Théophile. Après leur avoir ainsi parlé, pour dissiper la crainte que pouvait leur inspirer leur ignorance, il les prémunit contre un autre danger non moins important, qui aurait pu aussi jeter le trouble dans leurs coeurs, s’il les avait surpris à l’improviste : « Vous serez même trahis et livrés par vos pères, par vos frères, par vos amis, et on en fera mourir plusieurs d’entre vous. » — S. Grég. (hom. 35.) Les épreuves les plus cruelles nous viennent de ceux sur l’affection desquels nous croyions pouvoir compter, parce qu’aux souffrances extérieures viennent se joindre alors la douleur de l’affection que nous avons perdue. — S. Grég. de Nysse. Considérons quelle était alors la situation de la société. Dans toutes les familles divisées par la différence de religion, on était suspect les uns aux autres. Le fils encore idolâtre trahissait ses parents devenus chrétiens ; le père, obstiné dans son infidélité, devenait l’accusateur de son fils qui avait embrassé la foi. Tous les âges étaient exposés à la persécution, et les femmes elles-mêmes, n’en étaient pas à l’abri par la faiblesse naturelle de leur sexe.

Théophile. Notre-Seigneur leur prédit ensuite la haine universelle dont ils seront l’objet : « Et vous serez haïs de tout le monde à cause de mon nom. » — S. Grég. (Hom. 35.) Mais comme ces prédictions qui leur montrent une mort cruelle en perspective ont quelque chose d’effrayant et de redoutable, il les console aussitôt par l’espérance des joies de la résurrection : « Cependant il ne se perdra pas un seul cheveu de votre tête, » c’est-à-dire : Pourquoi craindriez-vous de voir périr ce que vous ne pouvez perdre sans douleur, puisque même ce qui peut vous être retranché sans vous causer aucune souffrance, ne peut périr ? — Bède. Ou bien encore : Il ne périra pas un seul cheveu de la tête des disciples, parce que non seulement les grandes actions et les paroles des saints, mais encore leurs moindres pensées recevront de Dieu leur juste récompense.

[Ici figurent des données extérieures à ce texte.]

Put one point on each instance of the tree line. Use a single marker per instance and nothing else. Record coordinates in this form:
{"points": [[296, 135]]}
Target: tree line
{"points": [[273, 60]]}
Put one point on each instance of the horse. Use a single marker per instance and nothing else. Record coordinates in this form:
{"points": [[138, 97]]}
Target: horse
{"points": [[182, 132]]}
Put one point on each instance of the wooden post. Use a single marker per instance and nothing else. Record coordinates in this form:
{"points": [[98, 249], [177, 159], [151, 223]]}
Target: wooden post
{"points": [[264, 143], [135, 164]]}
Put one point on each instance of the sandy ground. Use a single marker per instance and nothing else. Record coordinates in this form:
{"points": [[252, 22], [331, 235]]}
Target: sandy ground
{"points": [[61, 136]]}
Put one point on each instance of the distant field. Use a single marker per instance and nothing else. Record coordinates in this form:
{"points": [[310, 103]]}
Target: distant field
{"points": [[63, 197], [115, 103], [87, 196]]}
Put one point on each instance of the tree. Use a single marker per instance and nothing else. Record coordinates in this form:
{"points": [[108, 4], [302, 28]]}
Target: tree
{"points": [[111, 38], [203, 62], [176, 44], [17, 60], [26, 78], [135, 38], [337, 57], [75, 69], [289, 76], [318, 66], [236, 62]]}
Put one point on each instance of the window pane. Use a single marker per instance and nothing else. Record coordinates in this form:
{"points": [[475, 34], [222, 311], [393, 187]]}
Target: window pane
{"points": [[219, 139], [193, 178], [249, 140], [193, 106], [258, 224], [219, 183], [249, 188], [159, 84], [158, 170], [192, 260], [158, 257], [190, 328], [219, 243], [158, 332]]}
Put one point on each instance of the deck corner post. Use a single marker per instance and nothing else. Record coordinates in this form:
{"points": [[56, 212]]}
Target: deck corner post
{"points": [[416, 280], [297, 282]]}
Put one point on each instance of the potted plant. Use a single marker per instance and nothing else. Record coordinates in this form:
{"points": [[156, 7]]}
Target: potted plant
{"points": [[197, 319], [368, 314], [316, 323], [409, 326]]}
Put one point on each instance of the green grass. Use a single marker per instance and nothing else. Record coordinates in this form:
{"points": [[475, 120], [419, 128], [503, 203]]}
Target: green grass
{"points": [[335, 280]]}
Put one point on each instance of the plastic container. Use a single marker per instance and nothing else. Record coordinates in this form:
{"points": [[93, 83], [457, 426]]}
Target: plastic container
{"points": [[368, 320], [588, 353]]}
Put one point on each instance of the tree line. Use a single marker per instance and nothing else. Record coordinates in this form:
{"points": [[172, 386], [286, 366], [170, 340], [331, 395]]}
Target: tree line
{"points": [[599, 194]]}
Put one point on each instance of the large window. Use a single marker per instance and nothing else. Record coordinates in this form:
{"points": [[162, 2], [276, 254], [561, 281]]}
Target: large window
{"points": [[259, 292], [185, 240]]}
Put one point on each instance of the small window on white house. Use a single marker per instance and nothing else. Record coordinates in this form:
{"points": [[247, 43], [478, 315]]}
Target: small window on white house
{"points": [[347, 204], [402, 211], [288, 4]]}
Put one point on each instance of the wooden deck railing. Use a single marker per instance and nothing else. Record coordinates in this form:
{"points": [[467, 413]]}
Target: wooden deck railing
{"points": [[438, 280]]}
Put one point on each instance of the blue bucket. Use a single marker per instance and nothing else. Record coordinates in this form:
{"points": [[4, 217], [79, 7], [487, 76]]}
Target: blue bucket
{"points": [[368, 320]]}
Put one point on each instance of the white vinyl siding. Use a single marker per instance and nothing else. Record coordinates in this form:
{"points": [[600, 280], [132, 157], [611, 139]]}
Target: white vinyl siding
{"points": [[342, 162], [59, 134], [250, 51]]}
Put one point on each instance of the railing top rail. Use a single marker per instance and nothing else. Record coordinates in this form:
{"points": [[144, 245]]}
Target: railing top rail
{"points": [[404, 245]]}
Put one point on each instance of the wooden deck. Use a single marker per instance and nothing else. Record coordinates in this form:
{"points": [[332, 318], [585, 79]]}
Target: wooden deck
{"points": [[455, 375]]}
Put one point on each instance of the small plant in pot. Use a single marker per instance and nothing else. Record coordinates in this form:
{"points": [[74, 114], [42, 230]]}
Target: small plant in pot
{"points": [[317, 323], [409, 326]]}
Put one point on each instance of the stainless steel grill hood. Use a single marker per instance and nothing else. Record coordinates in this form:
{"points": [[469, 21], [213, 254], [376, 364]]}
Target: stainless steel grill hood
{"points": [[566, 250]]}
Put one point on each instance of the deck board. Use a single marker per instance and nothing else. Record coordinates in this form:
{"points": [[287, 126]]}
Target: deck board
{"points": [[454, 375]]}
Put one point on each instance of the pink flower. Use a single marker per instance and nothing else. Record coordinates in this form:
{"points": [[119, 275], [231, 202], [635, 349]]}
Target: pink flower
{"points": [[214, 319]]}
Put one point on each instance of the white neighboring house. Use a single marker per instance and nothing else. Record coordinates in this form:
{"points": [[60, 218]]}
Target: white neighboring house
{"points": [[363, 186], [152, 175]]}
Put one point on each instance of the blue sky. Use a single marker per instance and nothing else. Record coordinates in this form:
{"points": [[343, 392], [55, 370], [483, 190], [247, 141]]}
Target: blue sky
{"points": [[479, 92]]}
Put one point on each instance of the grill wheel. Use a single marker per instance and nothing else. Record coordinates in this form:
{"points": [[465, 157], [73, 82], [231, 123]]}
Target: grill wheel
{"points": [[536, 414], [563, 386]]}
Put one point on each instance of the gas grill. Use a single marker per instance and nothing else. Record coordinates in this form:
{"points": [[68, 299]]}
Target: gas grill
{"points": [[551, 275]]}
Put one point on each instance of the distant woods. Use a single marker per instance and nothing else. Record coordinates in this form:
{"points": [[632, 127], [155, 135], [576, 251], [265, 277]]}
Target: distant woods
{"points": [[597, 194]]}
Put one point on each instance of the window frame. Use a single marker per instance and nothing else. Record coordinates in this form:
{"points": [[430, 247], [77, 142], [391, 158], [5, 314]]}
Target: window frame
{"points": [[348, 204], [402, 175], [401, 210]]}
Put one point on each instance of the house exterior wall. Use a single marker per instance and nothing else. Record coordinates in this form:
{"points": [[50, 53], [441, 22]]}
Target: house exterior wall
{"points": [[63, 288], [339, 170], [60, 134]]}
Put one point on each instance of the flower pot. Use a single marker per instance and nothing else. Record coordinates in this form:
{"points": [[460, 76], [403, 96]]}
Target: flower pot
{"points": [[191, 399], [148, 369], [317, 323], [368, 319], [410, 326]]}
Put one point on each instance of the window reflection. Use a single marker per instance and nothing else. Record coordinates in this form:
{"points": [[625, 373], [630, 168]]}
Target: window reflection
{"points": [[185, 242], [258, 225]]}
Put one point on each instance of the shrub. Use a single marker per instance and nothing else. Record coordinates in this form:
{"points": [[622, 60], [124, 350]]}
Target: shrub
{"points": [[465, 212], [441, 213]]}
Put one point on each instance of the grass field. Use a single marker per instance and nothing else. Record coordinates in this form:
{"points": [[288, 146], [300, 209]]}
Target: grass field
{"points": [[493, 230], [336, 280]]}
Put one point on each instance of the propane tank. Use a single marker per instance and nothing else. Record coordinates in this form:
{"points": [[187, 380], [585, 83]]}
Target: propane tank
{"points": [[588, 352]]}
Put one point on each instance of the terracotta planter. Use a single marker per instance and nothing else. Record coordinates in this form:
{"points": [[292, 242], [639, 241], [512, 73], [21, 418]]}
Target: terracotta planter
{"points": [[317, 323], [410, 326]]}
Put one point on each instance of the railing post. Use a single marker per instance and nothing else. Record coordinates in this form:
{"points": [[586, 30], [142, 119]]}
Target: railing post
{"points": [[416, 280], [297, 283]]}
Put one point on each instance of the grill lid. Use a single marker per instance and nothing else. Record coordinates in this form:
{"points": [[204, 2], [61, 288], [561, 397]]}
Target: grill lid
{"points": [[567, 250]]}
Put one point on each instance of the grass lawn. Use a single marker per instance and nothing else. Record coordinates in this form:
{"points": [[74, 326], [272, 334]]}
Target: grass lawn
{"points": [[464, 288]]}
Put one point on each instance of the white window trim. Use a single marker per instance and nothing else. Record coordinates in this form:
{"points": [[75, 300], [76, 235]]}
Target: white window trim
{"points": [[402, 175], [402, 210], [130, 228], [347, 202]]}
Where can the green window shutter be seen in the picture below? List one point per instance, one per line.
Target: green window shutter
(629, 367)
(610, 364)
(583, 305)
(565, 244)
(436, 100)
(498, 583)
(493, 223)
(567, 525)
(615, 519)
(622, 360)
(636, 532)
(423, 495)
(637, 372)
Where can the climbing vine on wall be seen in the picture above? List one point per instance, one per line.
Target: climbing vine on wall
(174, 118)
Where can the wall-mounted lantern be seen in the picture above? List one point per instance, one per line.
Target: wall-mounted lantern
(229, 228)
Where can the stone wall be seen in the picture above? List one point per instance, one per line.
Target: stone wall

S. Grég. (Moral., 5, 13.) Celui qui pratique la patience dans l’adversité, puise sa force contre toutes les tribulations, par le même principe qui lui fait remporter la victoire sur lui-même : « Vous posséderez vos âmes dans la patience. » Qu’est-ce que posséder son âme, c’est mener une vie entièrement irréprochable, et comme du haut d’une forteresse, dominer par la vertu tous les mouvements de son coeur. — S. Grég. (hom. 35.) Ainsi nous possédons nos âmes par la patience, parce qu’en nous dominant nous-mêmes, nous commençons à être les maîtres de ce que nous sommes. La possession de l’âme dépend de la vertu de patience, parce que la patience est la racine et la gardienne de toutes les vertus. Or, la patience consiste à supporter avec calme les épreuves qui nous viennent d’autrui, et à ne nourrir aucun ressentiment contre ceux qui en sont la cause.

Saint Thomas d’Aquin, Glose continue des Évangiles. La chaîne d’or, ouvrage rédigé de 1263 à 1264.
Trad. par l’abbé J.-M. Peronne, Librairie Louis Vivès, 1868.